Community, Diversity, Sustainability and other Overused Words

SMC Malibu Satellite Campus Begins Construction: Four years to Build 27,500 Square Feet

Needless to say of any project undertaken by either Malibu or Santa Monica, the projected campus will be all kinds of sustainable

A project begun in the early 2000s to construct a satellite campus for Santa Monica College in Malibu finally won all the necessary approvals for construction, roughly 18 years later. The 27,5000-square-foot project will include six classrooms and a Los Angeles County Sheriff substation. Located in the Malibu Civic Center near the Malibu Farmers Market and Pepperdine University, it has not yet been decided what classes will be offered in the new building, which is scheduled to open in 2022.

However, Shari Davis, co-director of the Public Policy Institute at SMC, believes courses will include an Emeritus program and dual enrollment for students attending the Santa Monica-Malibu Unified School District.

SMC has in the past offered limited classes to Malibu residents at the Malibu Senior Center and Webster Elementary School. Once this building is completed, there will be a set location for such classes.
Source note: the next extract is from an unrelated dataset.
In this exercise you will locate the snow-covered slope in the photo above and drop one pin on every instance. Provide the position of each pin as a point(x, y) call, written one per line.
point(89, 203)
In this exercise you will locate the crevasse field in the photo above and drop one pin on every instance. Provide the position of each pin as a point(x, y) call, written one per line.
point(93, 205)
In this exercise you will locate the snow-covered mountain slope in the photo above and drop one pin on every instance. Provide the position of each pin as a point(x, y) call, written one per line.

A number of dignitaries showed up for a groundbreaking ceremony on Friday, September 21, including Malibu Mayor Rick Mullen, LA County District 3 Supervisor Sheila Kuehl, and SMC Board of Trustees Chair Barry Snell. Snell is currently running for reelection. Sheila Kuehl has been an elected leader of one sort or another since 1994, including six years in the California State Assembly and eight years in the State Senate.
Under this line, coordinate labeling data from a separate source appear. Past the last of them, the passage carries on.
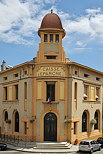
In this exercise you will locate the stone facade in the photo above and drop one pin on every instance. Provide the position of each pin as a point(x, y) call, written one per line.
point(75, 91)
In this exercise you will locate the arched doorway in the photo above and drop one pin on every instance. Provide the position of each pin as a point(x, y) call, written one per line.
point(50, 127)
point(16, 121)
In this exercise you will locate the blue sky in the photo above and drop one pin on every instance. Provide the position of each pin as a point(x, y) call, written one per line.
point(82, 20)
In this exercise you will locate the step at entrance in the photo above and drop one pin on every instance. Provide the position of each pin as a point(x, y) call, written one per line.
point(53, 145)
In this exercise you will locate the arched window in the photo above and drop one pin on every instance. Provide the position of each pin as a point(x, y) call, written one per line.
point(5, 115)
point(84, 122)
point(16, 121)
point(97, 118)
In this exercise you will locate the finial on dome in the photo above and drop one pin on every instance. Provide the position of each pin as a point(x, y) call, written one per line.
point(51, 10)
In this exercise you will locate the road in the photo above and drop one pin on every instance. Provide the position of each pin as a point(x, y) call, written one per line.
point(18, 152)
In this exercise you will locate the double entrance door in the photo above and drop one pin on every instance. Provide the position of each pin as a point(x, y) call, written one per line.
point(50, 127)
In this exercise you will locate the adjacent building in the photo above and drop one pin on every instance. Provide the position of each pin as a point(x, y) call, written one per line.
point(51, 98)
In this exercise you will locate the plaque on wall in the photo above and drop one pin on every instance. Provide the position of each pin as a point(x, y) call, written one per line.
point(51, 48)
point(51, 71)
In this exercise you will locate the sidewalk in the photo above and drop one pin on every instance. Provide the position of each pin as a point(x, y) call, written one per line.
point(73, 148)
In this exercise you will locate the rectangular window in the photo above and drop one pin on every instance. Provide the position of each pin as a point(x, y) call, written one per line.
point(5, 93)
point(57, 38)
point(5, 78)
point(45, 38)
point(51, 37)
point(86, 91)
point(16, 75)
point(25, 128)
point(98, 79)
point(25, 90)
point(51, 57)
point(75, 127)
point(16, 91)
point(92, 93)
point(50, 91)
point(75, 90)
point(86, 75)
point(97, 93)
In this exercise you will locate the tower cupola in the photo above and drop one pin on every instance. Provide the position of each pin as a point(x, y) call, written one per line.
point(51, 33)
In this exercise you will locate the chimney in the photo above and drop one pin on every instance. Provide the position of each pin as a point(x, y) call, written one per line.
point(3, 66)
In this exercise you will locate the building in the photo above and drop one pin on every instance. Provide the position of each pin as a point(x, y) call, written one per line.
point(51, 98)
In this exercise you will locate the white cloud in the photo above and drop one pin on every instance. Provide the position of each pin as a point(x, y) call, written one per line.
point(20, 19)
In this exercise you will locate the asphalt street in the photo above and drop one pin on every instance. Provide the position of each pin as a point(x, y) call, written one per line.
point(18, 152)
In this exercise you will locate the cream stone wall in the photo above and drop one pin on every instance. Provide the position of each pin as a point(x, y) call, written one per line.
point(12, 105)
point(90, 106)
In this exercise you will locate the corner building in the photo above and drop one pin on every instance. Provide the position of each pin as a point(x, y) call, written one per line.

Needless to say of any project undertaken by either Malibu or Santa Monica, the projected campus will be all kinds of sustainable. Of course, a Leadership in Energy and Environmental Design (LEED) certification will be obtained to show the project meets certain environmental standards. Drought tolerant landscaping and environmentally friendly lighting will be features, along with other attention paid the Malibu's clean water infrastructure and lowering of CO2 emissions. In addition, a waste water filtering facility will be included.

Sheriff Jim McDonnell is pleased to have a substation available again in Malibu, for the first time since the 1990s. Currently, officers make a 22-mile round trip from the next nearest station in Agoura Hills.

He will have to wait four years, however. Four years to construct a 27,500-square-foot building. Considering it took nearly two decades to win approval for construction, however, one supposes he should consider himself lucky.